Urban MTB Loop 2 (2.4mb pdf)

  • Starting at the Historic Village on 17th Avenue, follow the “boardwalk” pathway south to the Kopurererua Stream. 
  • From the stream, follow the pathway south upstream to the end of the river pathway.  
  • Turn into Wylie Street and then Jones Street to the cul-de-sac head pathway up the steep track to Chadwick Road. Follow Chadwick Road down to Fraser Street, trun onto Fraser Street and follow it to Yatton Park, home of the City’s tallest trees.
  • At the back of the park there are paths down to the harbour pathway which will take you to Fraser Cove shopping centre. 
  • Head up 18th Ave and follow it east to Grace Road harbour side pathway. Follow the pathway to 16th Avenue to link back to Grace Road, Fraser Street and Cameron Road and back to the Historic Village on 17th Avenue.

Urban MTB Loop 3 (1.8mb pdf)

  • Start from The Strand in the City Centre, keep the coast to your ‘right’ and head down Dive Crescent. 
  • Follow Dive Crescent, Mirrielees Road, Cross Road, over the pedestrian bridge to Chapel Street, Maxwell’s Road, Harbour Drive, Kulim Park, and Beach Road to Fergusson Park. 
  • Then head along Tainui Street, Matua Road, Manuwai Street to the playground at Kings Avenue.  
  • Head along Levers Road, Sunny Bay Street and into the Matua Salt Marsh Reserve.    
  • This will link to the railway underpass to Ngatai Road. Turn right into Margaret Road then Princess Road, Westward Street and into Carmichael Reserve.    
  • At the top of the reserve you will find Waihi Road again. Follow it up to, get up to Cambridge Road and down Chester Street, Coventry Street, down the pathway to Birch Avenue and then cross the stream at the bridge to the Cameron Road side. 
  • Follow the pathway to your left and exit out into Koromiko Street. 
  • Cross over Waihi Road and into Graham Park and then back to the City centre.
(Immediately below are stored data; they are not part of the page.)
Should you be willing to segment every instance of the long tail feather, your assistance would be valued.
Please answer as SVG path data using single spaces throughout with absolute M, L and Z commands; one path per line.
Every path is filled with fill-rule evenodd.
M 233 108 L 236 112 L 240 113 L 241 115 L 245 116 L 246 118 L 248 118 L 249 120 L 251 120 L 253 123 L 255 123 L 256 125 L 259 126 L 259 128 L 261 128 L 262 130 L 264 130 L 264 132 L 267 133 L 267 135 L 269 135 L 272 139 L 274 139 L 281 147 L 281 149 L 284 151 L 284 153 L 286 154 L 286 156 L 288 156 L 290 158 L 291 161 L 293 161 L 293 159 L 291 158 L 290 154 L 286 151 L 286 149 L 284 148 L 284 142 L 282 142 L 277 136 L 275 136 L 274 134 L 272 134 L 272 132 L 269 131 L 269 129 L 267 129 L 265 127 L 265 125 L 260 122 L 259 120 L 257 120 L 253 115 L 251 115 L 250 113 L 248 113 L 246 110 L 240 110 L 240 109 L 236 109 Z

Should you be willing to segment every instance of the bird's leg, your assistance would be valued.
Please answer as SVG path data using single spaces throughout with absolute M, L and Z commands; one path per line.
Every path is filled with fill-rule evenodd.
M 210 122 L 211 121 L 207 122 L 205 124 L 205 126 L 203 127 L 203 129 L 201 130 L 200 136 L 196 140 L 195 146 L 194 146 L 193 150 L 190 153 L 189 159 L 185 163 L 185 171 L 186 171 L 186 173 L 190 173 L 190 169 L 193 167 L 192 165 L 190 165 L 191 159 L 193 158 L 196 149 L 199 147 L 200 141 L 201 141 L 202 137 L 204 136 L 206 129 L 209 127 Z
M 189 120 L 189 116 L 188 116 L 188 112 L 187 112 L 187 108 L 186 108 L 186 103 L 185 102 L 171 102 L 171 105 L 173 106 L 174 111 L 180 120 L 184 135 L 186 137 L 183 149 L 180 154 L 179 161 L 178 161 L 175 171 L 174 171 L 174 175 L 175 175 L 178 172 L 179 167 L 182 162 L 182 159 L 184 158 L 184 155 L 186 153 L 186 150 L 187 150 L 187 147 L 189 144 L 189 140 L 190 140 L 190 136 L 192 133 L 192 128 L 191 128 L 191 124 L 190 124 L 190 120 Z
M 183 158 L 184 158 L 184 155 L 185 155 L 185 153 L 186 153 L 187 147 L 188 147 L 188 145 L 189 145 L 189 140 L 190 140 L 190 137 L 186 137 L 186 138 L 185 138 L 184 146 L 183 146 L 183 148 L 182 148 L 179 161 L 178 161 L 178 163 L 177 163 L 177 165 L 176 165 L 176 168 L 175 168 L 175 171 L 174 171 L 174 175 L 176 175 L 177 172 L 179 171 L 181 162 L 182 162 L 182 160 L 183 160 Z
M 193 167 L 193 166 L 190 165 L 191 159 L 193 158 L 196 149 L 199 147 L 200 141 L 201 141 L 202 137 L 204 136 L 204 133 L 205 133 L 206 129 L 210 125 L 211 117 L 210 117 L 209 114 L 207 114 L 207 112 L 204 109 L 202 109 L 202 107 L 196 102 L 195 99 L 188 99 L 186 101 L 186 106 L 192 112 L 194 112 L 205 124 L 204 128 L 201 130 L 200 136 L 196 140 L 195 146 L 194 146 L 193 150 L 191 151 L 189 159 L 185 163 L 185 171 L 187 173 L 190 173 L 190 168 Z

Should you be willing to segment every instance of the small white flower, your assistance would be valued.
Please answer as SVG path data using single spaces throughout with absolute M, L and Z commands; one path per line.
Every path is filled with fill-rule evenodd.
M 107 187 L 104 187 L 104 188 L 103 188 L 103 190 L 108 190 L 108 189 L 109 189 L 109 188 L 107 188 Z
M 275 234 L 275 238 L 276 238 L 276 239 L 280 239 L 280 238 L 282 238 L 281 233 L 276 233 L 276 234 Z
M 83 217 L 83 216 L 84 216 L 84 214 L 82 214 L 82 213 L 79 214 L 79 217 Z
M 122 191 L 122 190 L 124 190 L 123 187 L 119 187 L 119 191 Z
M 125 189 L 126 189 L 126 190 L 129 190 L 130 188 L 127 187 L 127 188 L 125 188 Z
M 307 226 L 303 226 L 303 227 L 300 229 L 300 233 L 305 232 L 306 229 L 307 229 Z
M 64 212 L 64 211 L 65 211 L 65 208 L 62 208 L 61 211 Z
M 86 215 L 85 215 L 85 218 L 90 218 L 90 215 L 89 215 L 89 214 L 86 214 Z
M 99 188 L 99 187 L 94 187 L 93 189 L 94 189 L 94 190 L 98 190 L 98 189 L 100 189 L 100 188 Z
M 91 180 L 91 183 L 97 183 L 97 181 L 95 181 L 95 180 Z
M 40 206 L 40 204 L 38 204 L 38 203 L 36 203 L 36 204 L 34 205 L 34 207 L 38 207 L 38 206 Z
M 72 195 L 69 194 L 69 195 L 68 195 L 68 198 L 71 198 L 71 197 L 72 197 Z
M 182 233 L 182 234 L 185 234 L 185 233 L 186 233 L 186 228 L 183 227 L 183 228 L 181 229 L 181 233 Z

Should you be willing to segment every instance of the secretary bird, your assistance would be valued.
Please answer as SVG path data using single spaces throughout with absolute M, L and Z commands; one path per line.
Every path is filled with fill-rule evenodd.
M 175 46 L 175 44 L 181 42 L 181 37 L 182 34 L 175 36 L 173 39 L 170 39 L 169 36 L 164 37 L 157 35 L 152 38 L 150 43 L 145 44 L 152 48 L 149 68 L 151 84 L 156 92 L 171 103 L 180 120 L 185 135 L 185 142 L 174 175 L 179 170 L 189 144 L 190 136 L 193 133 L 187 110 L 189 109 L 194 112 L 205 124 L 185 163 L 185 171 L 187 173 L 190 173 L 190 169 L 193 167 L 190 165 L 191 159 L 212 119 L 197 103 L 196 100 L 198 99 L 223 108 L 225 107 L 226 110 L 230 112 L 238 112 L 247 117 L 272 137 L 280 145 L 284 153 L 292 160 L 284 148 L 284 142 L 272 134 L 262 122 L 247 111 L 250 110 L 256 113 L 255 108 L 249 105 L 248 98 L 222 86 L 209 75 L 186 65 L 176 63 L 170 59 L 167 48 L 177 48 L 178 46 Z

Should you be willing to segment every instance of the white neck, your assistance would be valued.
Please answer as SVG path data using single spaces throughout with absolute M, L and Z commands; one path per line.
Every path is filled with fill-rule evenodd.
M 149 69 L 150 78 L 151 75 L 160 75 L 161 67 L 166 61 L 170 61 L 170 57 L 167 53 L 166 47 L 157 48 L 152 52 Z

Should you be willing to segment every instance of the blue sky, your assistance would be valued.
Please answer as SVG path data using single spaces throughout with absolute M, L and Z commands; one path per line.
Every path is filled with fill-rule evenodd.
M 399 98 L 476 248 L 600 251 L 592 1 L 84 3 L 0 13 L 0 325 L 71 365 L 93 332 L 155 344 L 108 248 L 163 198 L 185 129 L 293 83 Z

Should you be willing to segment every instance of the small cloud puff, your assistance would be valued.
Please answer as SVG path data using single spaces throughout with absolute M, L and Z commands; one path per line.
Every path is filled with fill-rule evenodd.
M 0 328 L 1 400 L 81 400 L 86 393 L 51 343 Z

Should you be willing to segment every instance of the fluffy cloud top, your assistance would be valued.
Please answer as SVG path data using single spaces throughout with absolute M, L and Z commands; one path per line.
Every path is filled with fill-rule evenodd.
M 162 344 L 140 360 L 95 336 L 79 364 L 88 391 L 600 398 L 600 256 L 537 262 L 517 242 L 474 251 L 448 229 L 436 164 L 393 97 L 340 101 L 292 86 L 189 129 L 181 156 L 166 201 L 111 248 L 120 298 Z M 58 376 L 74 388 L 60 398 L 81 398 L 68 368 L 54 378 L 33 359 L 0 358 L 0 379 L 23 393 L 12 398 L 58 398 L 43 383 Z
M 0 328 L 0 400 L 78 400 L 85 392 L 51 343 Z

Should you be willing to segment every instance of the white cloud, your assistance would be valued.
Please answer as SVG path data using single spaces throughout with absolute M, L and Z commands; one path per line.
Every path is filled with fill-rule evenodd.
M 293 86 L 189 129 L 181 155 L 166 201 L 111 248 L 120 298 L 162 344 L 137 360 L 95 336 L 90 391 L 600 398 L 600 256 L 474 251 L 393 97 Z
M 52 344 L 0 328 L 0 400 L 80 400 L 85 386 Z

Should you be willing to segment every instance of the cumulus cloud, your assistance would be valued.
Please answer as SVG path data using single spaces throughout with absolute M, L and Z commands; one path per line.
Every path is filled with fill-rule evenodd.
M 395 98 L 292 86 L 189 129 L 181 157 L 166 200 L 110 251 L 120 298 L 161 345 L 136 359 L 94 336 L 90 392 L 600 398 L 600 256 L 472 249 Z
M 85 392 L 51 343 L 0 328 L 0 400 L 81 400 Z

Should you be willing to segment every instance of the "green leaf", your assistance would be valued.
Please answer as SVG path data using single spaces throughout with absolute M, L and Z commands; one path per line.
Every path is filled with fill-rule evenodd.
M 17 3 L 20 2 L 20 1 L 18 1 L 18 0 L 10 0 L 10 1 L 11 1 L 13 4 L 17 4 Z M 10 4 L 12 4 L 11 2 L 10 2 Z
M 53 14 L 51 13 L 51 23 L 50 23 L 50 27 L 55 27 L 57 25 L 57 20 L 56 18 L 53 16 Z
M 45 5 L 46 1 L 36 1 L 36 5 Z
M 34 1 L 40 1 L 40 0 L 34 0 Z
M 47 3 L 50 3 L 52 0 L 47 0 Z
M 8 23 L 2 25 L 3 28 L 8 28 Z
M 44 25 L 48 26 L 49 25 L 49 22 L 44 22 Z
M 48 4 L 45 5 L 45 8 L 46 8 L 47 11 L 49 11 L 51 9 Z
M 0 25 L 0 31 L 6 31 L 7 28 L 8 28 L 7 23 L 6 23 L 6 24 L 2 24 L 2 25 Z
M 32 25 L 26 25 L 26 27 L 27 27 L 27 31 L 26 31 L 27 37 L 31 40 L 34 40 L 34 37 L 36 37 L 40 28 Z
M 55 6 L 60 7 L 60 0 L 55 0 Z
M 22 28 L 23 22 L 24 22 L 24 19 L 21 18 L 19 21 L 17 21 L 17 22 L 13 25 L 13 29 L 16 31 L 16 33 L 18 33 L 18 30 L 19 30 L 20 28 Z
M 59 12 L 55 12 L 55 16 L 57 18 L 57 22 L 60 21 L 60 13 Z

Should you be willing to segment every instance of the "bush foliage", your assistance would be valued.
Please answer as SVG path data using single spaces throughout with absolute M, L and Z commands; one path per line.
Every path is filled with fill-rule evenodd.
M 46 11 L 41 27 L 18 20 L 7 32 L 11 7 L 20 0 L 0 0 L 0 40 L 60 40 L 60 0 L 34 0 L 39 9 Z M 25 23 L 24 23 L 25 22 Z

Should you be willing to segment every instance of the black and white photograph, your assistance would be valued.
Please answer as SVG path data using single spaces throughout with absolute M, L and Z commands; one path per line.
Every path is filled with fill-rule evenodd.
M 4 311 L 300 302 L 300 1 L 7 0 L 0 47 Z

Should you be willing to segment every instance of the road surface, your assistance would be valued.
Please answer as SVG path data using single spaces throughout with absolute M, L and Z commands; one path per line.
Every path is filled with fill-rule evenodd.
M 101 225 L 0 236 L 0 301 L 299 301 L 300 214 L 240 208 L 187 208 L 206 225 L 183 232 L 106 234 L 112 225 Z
Oropi Grove Mountain Bike Park

Tauranga City Council owns and manages Oropi Grove Mountain Bike Park with the assistance of Mountainbike Tauranga and volunteers. 

For more information and to view the park loop ride map visit Mountainbike Tauranga.


BikeReady is New Zealand's national cycling education system, delivered by Travel Safe locally. BikeReady equips people of all ages with cycling skills to ensure safe and considerate cycling out on the road by:

  • giving kids skills at the right time in their life — from learning bike handling skills in primary school through to learning how to ride on-road when ready
  • helping adults, especially those who have never ridden a bike or haven't ridden for a while, gain confidence for the road conditions they'd expect to encounter
  • lifting competence and confidence, especially for young people on bikes — their bike is their first vehicle and a means of independent travel

For information on other local programmes visit Travel Safe or for the national cycle skills story visit BikeReady

Bike Month

Bike Month is held in February each year and is packed with local cycling activities for people who ride bikes of all abilities. The 2023 Bike Month calendar will be available in December 2022.